Dans une étude très influente, David Autor, David Dorn et Gordon Hanson (2013) ont analysé les effets de l’intensification de la concurrence des importations chinoises sur les marchés du travail locaux des Etats-Unis entre 1990 et 2007. Ils ont confirmé que l’accroissement des importations chinoises avait entraîné une hausse du chômage, une baisse de la population active et une baisse des salaires dans les marchés du travail locaux. En l’occurrence, l’intensification de la concurrence chinoise pourrait expliquer un quart de la baisse de l’emploi manufacturier qui a été observée au cours de la période dans l’ensemble des Etats-Unis.
Reprenant l’approche adoptée par Autor et alii, mais en l’appliquant cette fois-ci au cas français, Clément Malgouyres (2016) a récemment étudié l’ajustement des marchés du travail locaux face à l’accroissement de la concurrence chinoise. En l’occurrence, il a examiné comment la concurrence des importations chinoises a affecté la structure de l’emploi et des salaires, aussi bien dans l’industrie française que dans le reste de l’économie française, sur la période s’étalant entre 1995 à 2007.

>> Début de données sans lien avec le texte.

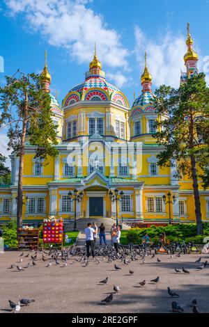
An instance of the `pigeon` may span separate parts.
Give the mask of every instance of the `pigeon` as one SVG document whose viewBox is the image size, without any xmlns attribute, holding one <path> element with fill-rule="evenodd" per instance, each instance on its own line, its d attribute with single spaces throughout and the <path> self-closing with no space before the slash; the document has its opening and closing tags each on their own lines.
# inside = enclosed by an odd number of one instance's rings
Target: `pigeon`
<svg viewBox="0 0 209 327">
<path fill-rule="evenodd" d="M 118 292 L 121 291 L 120 287 L 114 285 L 114 290 L 116 293 L 118 293 Z"/>
<path fill-rule="evenodd" d="M 139 282 L 139 284 L 141 286 L 144 286 L 146 284 L 146 280 L 142 280 L 142 282 Z"/>
<path fill-rule="evenodd" d="M 8 269 L 13 269 L 13 268 L 15 268 L 16 266 L 16 264 L 13 264 L 10 265 L 10 267 L 8 268 Z"/>
<path fill-rule="evenodd" d="M 173 296 L 175 296 L 175 297 L 176 297 L 176 298 L 179 298 L 179 295 L 178 295 L 177 293 L 176 293 L 176 292 L 172 291 L 172 290 L 170 289 L 170 287 L 168 287 L 168 293 L 169 293 L 169 294 L 171 296 L 172 296 L 172 298 L 173 298 Z"/>
<path fill-rule="evenodd" d="M 199 310 L 196 305 L 193 305 L 193 313 L 199 313 Z"/>
<path fill-rule="evenodd" d="M 201 261 L 201 258 L 199 257 L 199 258 L 197 260 L 196 260 L 194 262 L 195 262 L 195 263 L 197 263 L 197 264 L 199 264 Z"/>
<path fill-rule="evenodd" d="M 118 266 L 116 266 L 116 264 L 115 264 L 115 269 L 116 270 L 120 270 L 120 269 L 121 269 L 121 268 L 118 267 Z"/>
<path fill-rule="evenodd" d="M 152 279 L 150 282 L 158 282 L 160 280 L 160 276 L 157 277 L 155 279 Z"/>
<path fill-rule="evenodd" d="M 8 302 L 10 303 L 10 308 L 13 310 L 13 309 L 15 309 L 15 308 L 16 307 L 17 304 L 14 303 L 14 302 L 13 302 L 11 300 L 8 300 Z"/>
<path fill-rule="evenodd" d="M 109 294 L 104 300 L 102 300 L 101 302 L 106 302 L 106 303 L 109 303 L 113 299 L 112 294 Z"/>
<path fill-rule="evenodd" d="M 19 312 L 20 310 L 20 303 L 19 301 L 18 303 L 15 305 L 14 309 L 12 310 L 12 311 L 13 312 L 16 313 L 16 312 Z"/>
<path fill-rule="evenodd" d="M 183 309 L 179 305 L 178 303 L 177 303 L 177 302 L 172 302 L 171 306 L 173 312 L 179 312 L 179 311 L 181 311 L 182 312 L 183 312 Z"/>
<path fill-rule="evenodd" d="M 30 298 L 22 298 L 20 302 L 21 304 L 24 304 L 24 305 L 29 305 L 29 304 L 32 303 L 32 302 L 35 302 L 35 300 L 31 300 Z"/>
<path fill-rule="evenodd" d="M 106 277 L 105 279 L 104 279 L 103 280 L 101 280 L 100 282 L 101 282 L 102 284 L 107 284 L 107 280 L 108 280 L 108 277 Z"/>
<path fill-rule="evenodd" d="M 20 266 L 18 266 L 17 264 L 17 270 L 19 270 L 19 271 L 24 270 L 23 268 L 22 268 Z"/>
</svg>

Malgouyres met en évidence un effet négatif de la concurrence chinoise sur l’emploi, aussi bien dans le secteur manufacturier que dans les autres secteurs. Entre 2001 et 2007, les importations chinoises ont pu entraîner la destruction de 90.000 emplois dans le secteur manufacturier et de 180.000 emplois dans le secteur des biens non échangeables. Ainsi, l’intensification de la concurrence des importations chinoises a pu contribuer à environ 13 % du déclin total de l’emploi manufacturier que l’on a pu observer sur la période. Ce chiffre est plus faible que celui-obtenu par Autor et alii dans le cas des Etats-Unis, mais plus important que les valeurs trouvées pour d’autres pays européens, notamment l’Allemagne et la Norvège. Malgouyres observe un véritable effet multiplicateur dans les destructions d’emplois en France, allant du secteur manufacturier au reste de l’économie locale : chaque emploi détruit dans le secteur manufacturier entraîne la destruction d’environ 1,5 emploi supplémentaire au niveau local.

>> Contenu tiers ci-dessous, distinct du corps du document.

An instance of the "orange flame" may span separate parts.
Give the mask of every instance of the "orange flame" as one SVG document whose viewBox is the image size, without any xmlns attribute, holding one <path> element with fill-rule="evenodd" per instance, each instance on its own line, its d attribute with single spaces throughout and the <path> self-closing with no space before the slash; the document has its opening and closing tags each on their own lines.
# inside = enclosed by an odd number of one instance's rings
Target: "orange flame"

Lorsqu’il observe l’impact sur la composition des emplois, Malgouyres constate que les destructions d’emplois sont concentrées dans les professions à faibles compétences et dans les professions exigeant un niveau intermédiaire de compétences. La concurrence chinoise est associée à une polarisation de la structure des emplois dans le secteur manufacturier, puisqu’au sein de ce dernier les destructions d’emplois sont les plus fortes dans les professions à compétences intermédiaires.

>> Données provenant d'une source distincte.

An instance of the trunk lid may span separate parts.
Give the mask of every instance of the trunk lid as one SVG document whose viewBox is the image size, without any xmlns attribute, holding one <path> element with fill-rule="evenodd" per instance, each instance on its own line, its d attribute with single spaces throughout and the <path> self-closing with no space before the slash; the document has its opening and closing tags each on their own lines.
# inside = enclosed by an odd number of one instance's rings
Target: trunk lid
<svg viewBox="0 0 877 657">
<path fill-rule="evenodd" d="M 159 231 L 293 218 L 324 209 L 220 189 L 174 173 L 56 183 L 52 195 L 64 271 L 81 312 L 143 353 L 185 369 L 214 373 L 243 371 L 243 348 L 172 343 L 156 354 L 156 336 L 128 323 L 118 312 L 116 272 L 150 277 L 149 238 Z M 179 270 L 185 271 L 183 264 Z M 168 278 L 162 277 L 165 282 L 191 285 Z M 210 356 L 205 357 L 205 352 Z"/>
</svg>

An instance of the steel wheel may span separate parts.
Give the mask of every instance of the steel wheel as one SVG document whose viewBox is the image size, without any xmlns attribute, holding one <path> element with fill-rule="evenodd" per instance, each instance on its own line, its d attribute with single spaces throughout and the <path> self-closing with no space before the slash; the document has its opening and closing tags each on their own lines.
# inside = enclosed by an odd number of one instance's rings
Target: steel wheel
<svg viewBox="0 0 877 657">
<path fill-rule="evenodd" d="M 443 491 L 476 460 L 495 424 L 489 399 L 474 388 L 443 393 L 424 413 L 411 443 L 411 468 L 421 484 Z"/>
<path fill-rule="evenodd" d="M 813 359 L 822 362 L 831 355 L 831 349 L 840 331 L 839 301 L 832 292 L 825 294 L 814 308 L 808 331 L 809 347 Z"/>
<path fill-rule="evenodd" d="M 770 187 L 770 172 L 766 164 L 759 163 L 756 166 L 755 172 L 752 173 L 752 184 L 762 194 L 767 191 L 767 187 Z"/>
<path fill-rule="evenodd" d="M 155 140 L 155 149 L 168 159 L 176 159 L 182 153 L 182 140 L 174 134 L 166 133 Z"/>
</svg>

Enfin, Malgouyres a étudié comment l’accroissement de la concurrence chinoise a influencé la distribution des salaires en France. Il confirme que cet effet est négatif, mais il constate aussi que celui-ci n’est pas le même d’un secteur à l’autre. C’est l’ensemble des salaires qui tend à diminuer dans le secteur manufacturier, un résultat qui contraste avec les résultats obtenus dans le cas des Etats-Unis ou dans le cas de l’Allemagne, où il ne semble pas y avoir d’impact sur les salaires du secteur manufacturier. Par conséquent, il n’y a pas eu d’accroissement des inégalités salariales dans le secteur manufacturier en France, malgré la polarisation des emplois entraînée par l’intensification de la concurrence chinoise. Par contre, l’impact de cette dernière se concentre sur le milieu de la distribution dans les autres secteurs : seuls les salaires au milieu de la distribution sont poussés à la baisse dans le secteur abrité. C’est donc dans ce dernier que la concurrence chinoise entraîne une polarisation des salaires. Malgouyres observe le ratio rapportant le salaire du 85ème centile sur le salaire afin de préciser l’impact sur les inégalités salariales. Il constate que ce ratio ne se modifie pas en moyenne, mais qu’il tend à s’accroître suite au choc associé aux importations chinoises dans les zones où le salaire minimum s’avère peu contraignant, ce qui montre que les institutions du marché du travail contribuent à façonner l’impact des chocs commerciaux sur la répartition des salaires.